For some reason, we have accumulated an embarrassingly extensive collection of everything hillbilly. For some reason, we put a group of our three-dimensional hillbillies together against a graduated seamless background and photographed them.  This was to advance a book project which is as-yet unpublished. Naturally when more schooled writers than we’uns hold forth on the subject we pay attention.

In an August 15 post, “Playing the Stereotype,” Steve Wiegenstein borrowed an early photo of jazz guitarist Les Paul performing hillbilly music as “Rhubarb Red” from Thomas Peters Facebook post. Dr. Peters is working on a book on the Ozark Jubilee and Springfield’s radio station, KWTO (“Keep Watching the Ozarks”). It “for some reason” reminded Professor Wiegenstein of the crazy Cohen Brothers film, The Ballad of Buster Scruggs.  Under the photo of Buster on horseback playing a guitar, he wrote of that scene where Buster sings, “Cool Water,” the joke being that that song isn’t a cowboy song, but a 1940s pop hit:

What follows is a series of ghastly/comic episodes that both play on Western-story stereotypes and embrace them, just as the “hillbilly” image both mocks, uses, and embraces that stereotype as well.

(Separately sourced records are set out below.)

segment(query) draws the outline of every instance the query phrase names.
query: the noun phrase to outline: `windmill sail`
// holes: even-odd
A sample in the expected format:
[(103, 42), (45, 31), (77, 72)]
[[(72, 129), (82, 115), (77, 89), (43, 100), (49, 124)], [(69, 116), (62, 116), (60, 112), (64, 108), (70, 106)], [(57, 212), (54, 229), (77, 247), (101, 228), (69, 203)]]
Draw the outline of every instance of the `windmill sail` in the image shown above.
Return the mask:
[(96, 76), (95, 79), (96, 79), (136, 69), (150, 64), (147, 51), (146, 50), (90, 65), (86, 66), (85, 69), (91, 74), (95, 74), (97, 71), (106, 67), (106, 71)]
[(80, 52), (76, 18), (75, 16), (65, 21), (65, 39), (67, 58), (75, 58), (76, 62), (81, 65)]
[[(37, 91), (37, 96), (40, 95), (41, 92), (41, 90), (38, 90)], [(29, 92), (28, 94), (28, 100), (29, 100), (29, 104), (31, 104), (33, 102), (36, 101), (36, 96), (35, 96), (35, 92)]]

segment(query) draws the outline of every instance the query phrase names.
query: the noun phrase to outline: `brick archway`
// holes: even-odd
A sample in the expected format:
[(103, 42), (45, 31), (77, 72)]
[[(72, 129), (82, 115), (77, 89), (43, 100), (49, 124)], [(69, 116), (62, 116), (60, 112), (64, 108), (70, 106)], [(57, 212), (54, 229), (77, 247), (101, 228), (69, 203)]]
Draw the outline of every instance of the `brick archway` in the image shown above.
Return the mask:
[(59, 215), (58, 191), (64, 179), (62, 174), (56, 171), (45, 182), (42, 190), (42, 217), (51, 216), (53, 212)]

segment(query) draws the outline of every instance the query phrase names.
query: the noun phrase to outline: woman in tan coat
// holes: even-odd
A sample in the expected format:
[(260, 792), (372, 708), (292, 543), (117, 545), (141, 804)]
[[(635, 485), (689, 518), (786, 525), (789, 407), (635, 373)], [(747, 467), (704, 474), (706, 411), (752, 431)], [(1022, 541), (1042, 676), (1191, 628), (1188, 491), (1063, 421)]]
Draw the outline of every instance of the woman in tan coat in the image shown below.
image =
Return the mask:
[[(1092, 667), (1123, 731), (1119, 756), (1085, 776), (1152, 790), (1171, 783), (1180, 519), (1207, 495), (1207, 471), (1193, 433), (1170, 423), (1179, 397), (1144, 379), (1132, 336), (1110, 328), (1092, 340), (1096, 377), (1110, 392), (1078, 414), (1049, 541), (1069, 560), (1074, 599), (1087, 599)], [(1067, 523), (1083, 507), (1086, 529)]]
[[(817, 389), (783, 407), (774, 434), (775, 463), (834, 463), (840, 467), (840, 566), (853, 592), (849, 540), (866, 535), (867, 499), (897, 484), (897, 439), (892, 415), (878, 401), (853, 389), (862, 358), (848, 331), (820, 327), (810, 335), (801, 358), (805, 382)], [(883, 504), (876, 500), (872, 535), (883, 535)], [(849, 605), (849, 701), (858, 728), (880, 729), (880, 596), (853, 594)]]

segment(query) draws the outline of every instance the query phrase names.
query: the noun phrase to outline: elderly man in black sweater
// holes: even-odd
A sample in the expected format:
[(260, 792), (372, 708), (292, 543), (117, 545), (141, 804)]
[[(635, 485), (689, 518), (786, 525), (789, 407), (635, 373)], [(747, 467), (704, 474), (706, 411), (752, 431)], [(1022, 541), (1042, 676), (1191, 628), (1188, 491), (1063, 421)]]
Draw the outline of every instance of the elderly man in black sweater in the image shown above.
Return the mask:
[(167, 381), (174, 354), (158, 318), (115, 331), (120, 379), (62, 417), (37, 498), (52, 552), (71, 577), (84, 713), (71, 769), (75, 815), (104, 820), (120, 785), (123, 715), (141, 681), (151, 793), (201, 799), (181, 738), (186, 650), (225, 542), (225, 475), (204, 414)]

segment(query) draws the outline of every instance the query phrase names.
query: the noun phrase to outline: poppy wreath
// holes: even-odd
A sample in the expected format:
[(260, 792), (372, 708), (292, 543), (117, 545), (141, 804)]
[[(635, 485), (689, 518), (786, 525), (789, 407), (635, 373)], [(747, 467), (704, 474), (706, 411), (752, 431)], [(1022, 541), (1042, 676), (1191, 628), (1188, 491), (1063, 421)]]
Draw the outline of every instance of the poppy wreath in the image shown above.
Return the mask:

We make art where we find it, with the materials at hand. Sometimes those materials include simplified versions of ourselves, and then we must decide whether to challenge the stereotype or play with it. I think either decision can work, as long as the stereotype is approached with conscious intent. It’s when stereotypes are presented unconsciously and uncritically that they harm. The rural rustic, the hayseed, has been with us since Greek comedy, and we will probably never get rid of it. So, we might as well play with that image as we move toward the larger points we are trying to make in our literary and creative work.

It’s encouraging that scholars like Drs. Peters and Wiegenstein are looking into the complexities of the hillbilly trope. It’s gratifying that Wiegenstein believes that “The rural rustic, the hayseed, has been with us since Greek comedy, and we will probably never get rid of it.” Perhaps the time and coin we’ve put into this vast study collection are justified.

“Whether to challenge the stereotype or play with it,” as Wiegenstein so nicely states, is one challenge we faced working on our publishing project. Should we be amused or outraged at these rustic embodiments of ignorance and earthiness? Are white primitives cool or even allowable? We’ll have to check with Rousseau.